Half measures against climate change are like so many grains of sand
Re “Hit the beach? It’s already been done”: The onslaught of stories about climate change in one form or another reported in the Globe over the past year has been almost as relentless and voluminous as the events driving them. This trend of climate events is accelerating and will not abate as much as we might wishfully think. The relatively benign ebb and flow cycles of nature that we have been used to are on a forced upward spiral. The changes will only yield when we cease polluting the atmosphere of our only home with the CO2 wastes of our activities.
Last month the average parts per million of atmospheric CO2 concentration passed 410 for the first time in many millions of years. As Mary Robinson editorialized earlier last week (“How Massachusetts can blaze a trail for climate action,” Opinion, May 22), we have an opportunity to lead in ending this reckless pursuit of life-threatening danger. We must start with a fee on carbon emissions and then devote our scarce resources toward mitigating what will be the ruinous effects of a rapidly warming planet. There is no time to lose and certainly nothing to be gained with useless measures such as replenishing beaches with dredged sand.
Clean energy is an engine for economic growth — let’s rev it
Thinking out of the box when it comes to climate resiliency and transitioning to a clean energy economy is imperative. Massachusetts already does this well.

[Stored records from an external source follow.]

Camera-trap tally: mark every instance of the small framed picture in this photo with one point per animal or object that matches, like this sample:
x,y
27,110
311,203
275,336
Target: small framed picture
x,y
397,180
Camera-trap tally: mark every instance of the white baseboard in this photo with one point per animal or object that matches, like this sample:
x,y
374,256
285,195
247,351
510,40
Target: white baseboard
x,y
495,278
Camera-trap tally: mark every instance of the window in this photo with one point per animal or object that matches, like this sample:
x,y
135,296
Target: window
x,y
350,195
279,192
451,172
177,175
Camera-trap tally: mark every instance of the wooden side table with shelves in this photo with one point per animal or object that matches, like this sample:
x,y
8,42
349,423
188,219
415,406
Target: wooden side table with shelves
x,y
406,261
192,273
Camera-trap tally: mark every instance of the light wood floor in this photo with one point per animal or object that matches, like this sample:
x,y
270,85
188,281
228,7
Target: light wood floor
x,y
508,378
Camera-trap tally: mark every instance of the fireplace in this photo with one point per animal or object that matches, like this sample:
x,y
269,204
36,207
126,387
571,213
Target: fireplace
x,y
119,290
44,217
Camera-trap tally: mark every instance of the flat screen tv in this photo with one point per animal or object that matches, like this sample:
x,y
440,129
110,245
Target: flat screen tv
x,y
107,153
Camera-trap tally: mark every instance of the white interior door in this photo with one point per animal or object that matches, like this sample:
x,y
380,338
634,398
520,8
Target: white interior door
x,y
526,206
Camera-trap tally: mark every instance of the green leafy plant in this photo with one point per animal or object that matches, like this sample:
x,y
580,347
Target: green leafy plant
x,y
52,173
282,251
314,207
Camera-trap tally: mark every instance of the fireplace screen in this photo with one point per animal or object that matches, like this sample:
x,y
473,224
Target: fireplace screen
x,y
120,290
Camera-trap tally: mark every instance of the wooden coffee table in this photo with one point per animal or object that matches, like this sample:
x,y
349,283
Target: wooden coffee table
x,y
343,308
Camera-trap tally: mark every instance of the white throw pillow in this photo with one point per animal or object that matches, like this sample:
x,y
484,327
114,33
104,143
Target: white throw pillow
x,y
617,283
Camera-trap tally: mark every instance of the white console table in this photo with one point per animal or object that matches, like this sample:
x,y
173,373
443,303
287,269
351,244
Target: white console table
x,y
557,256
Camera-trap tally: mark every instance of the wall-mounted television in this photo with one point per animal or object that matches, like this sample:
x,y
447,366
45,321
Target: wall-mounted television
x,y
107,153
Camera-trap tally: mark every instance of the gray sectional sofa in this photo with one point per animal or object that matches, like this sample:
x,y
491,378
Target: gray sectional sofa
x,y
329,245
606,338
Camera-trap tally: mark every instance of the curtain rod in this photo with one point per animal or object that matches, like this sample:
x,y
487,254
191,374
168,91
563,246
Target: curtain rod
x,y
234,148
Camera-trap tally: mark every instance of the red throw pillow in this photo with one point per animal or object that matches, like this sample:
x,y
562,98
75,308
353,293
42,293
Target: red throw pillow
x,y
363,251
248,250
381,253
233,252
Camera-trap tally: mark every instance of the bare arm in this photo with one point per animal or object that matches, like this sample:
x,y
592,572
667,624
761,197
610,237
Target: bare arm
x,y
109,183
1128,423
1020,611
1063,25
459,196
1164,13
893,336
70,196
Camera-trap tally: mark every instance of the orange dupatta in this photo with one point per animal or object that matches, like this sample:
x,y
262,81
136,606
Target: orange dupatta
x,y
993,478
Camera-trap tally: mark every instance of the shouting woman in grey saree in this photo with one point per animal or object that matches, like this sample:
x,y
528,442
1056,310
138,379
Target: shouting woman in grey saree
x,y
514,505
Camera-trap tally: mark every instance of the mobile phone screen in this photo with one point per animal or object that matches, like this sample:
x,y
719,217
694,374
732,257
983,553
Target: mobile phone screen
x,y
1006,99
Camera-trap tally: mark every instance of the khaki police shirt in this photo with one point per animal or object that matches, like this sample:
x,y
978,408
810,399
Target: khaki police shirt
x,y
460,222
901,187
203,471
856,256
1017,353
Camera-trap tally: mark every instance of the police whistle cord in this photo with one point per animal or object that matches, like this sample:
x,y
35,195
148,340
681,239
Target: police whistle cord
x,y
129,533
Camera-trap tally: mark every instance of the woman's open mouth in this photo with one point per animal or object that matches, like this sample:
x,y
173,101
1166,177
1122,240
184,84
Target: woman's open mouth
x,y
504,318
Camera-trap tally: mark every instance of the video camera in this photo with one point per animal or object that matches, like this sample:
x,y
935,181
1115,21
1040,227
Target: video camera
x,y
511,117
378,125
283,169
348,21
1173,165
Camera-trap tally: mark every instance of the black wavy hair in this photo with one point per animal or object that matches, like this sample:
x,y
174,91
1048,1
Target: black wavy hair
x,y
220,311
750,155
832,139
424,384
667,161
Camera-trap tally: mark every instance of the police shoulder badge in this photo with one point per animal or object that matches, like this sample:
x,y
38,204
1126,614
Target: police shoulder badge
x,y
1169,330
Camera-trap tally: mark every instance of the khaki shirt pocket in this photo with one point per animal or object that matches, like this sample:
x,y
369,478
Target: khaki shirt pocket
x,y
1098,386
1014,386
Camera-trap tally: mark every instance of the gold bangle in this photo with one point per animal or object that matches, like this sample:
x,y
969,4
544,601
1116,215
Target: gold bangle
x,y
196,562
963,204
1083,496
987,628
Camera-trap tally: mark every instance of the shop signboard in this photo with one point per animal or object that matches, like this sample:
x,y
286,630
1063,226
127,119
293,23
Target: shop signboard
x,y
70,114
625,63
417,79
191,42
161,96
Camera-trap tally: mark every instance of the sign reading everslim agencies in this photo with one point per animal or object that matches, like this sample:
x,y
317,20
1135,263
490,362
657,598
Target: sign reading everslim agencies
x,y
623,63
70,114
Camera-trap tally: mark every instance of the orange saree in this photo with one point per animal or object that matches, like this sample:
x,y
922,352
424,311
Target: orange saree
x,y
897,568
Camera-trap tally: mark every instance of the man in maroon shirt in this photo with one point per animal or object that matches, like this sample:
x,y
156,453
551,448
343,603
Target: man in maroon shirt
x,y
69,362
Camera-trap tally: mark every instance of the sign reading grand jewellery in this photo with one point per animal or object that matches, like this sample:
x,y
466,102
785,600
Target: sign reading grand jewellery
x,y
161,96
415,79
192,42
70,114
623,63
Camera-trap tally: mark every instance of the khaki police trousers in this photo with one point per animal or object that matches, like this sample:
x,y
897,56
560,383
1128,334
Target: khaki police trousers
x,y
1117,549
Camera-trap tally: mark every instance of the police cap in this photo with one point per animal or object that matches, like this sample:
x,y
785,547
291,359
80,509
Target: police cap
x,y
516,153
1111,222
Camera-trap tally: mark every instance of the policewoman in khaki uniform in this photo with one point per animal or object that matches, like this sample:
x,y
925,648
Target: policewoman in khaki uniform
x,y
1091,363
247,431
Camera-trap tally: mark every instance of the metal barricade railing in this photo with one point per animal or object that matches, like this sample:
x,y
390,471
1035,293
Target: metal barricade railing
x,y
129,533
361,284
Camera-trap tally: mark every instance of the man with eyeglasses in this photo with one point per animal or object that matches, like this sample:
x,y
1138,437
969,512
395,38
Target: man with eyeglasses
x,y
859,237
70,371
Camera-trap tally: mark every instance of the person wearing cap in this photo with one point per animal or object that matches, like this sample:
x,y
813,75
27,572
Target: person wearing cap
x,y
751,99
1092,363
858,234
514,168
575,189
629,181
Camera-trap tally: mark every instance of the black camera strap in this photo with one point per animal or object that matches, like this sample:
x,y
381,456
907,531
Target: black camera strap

Mary Robinson (“How Massachusetts can blaze a trail for climate action”) gives well-deserved praise to the success of the Regional Greenhouse Gas Initiative reducing emissions, but we would be remiss not to mention that this compact generated $4 billion in economic activity to the region since 2009.
Policy makers have a wealth of options for investing in measures that will curb carbon emissions, mitigating the effects of a warming planet and creating economic growth. The Renewable Portfolio Standard is one proven tool, allowing the state to reduce reliance on fossil fuels, lower emissions, and diversify the energy portfolio. Reports show that increasing the standard this legislative session could produce an additional 37,000 jobs and reduce energy costs in the region by up to $2.1 billion.
Massachusetts pushed the envelope with the 2009 initiative, but we cannot rest on those laurels. It’s time to do it again with the Renewable Portfolio Standard and further commit the Commonwealth to a strategy of reducing greenhouse gas emissions while creating economic growth.